The Professional Negligence Claim

Mr Brearley brought a claim against Higgs & Sons Solicitors (“the Defendant-Solicitors”). He alleged that they had advised him negligently as to the risks of opening up the Rival Dealership. As a result, he claimed that he had lost the chance to reach a much more favourable and earlier settlement with the Dealership. Mr Brearley claimed that, had he been properly advised by the Defendant-Solicitors, he would have been able to negotiate a clean break from the Dealership without having proceedings issue against him, and would have avoided the stricter restrictions placed upon him by the subsequent settlement.

In their Defence, the Defendant-Solicitors referred to the allegations which had been made in the Dealership’s particulars of claim, that Mr Brearley had dishonestly dissuaded his employer from pursuing the Wolverhampton opportunity. The Defendant-Solicitors argued that it would never have been possible to negotiate a clean break from the Dealership, due to the Dealership’s allegations of dishonesty on the part of Mr Brearley.

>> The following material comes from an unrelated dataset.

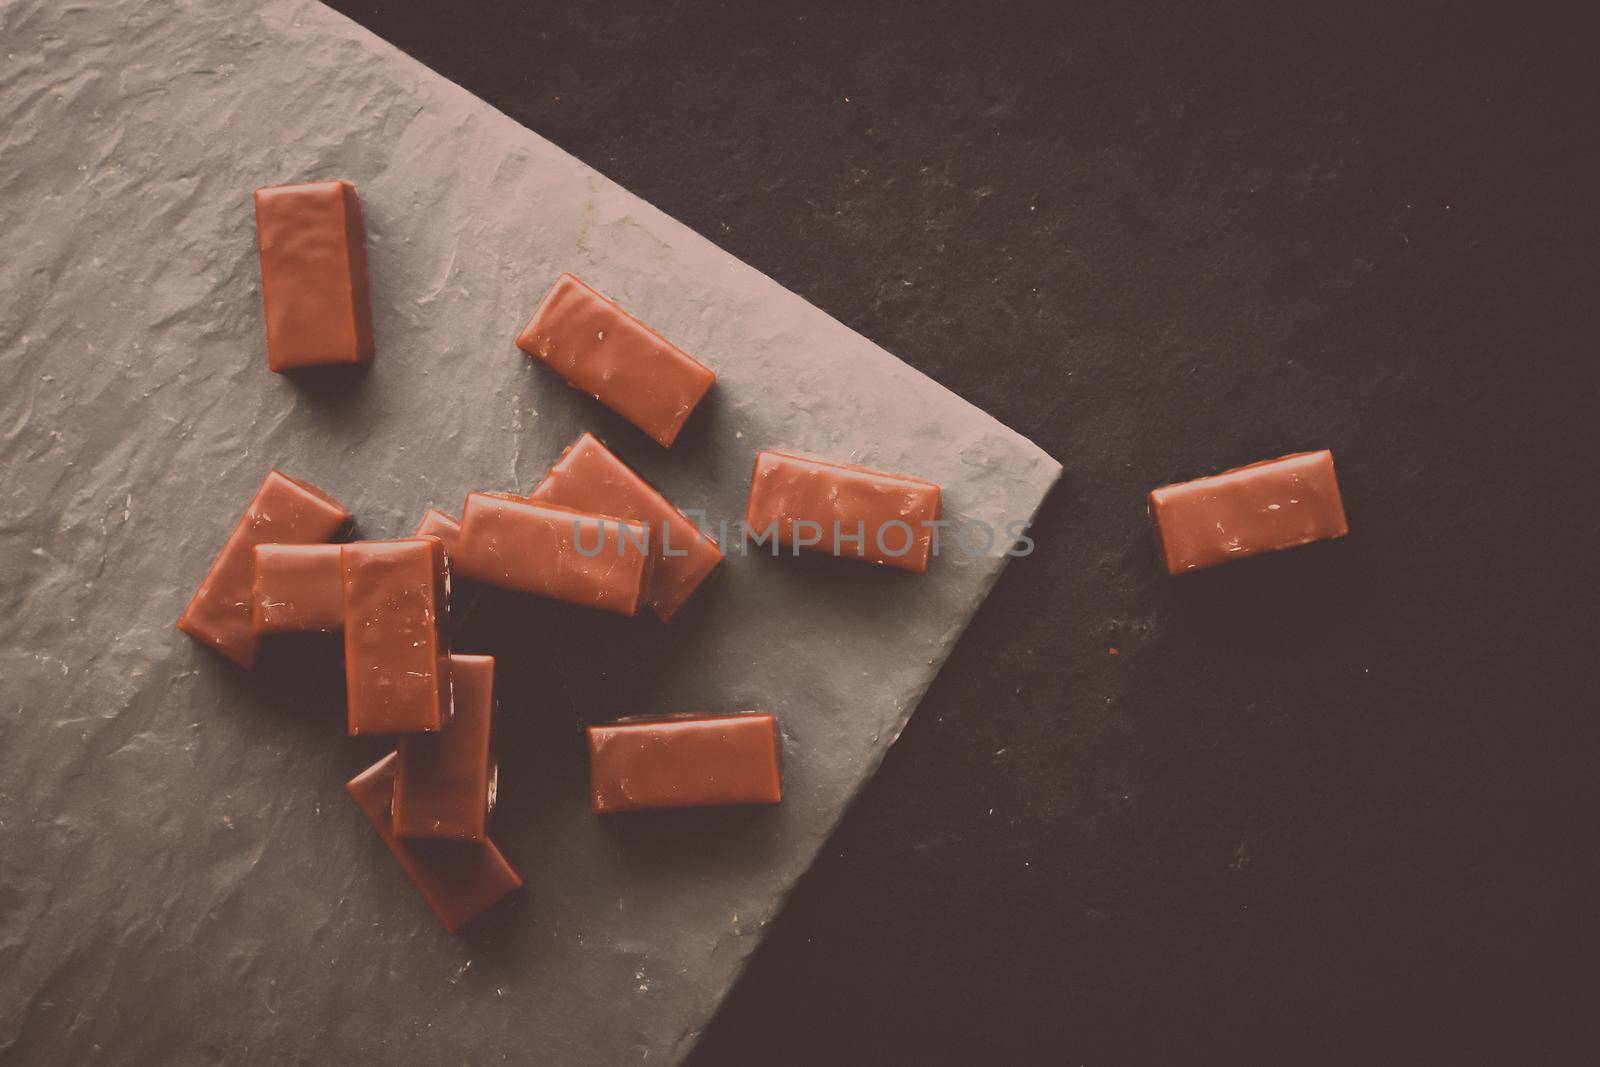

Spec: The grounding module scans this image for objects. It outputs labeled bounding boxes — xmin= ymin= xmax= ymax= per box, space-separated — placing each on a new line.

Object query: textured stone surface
xmin=0 ymin=1 xmax=1058 ymax=1063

In this way, the case had similarities to the recent decision in Perry v Raleys Solicitors [2019], in that a claimant was alleging that negligence on the part of his solicitors had caused him a disadvantage, whilst the defendant-solicitors maintained that other factors – including the claimant’s own conduct – would have prevented the claimant’s success in any event.

The Decision

It has long been the case that parties to litigation must be extremely careful when making any allegations of dishonesty. Such allegations must be set out fully and carefully (so that it is crystal clear what, exactly, is being alleged) and must not be made without clear supporting evidence. To make such allegations without proper evidence would constitute professional misconduct on the part of the solicitor or barrister who had drawn them up. Courts will strike out allegations of fraud which are not pleaded specifically enough, and/or which are not based on sufficient evidence.

This was the basis upon which Mr Brearley applied to the court to strike out those parts of the Defence which referred to the alleged dishonesty.

In response, the Defendant-Solicitors argued that they were not positively alleging that Mr Brearley had acted dishonestly. Rather, they were making the point that allegations of dishonesty had been made by Mr Brearley’s previous employer, and that in those circumstances, a “clean break” settlement would never have been possible.

The High Court agreed with the Defendant-Solicitors. It found that the Defence did not contain allegations of fraud or dishonesty, such as would require clear, supporting evidence. The High Court said that the nature of this type of case was that, if supporting evidence existed, it was unlikely to have emerged by this early stage, and may only become apparent following disclosure, or later. In this situation, it was permissible for the Defendant-Solicitors to state that they had reason to believe, but could not positively confirm, that there had been dishonesty on the part of Mr Brearley, and that it was a matter for the trial judge to decide, based on the evidence that would be available by the time of the trial.

Of course, just because Mr Brearley’s strike out application failed, it does not mean that it is the end of the road for his professional negligence claim. He may still go on to successfully show that the Defendant-Solicitors were negligent, and that their advice deprived him of a real chance of getting a much better and cleaner settlement. However, in the meantime, this decision will be a useful reference point whenever the spectre of dishonesty rears its head – particularly in the context of professional negligence – and is a useful illustration of where the courts will draw the line between allegations of fraud on the one hand, and reference to a third party’s belief that there was fraud, on the other.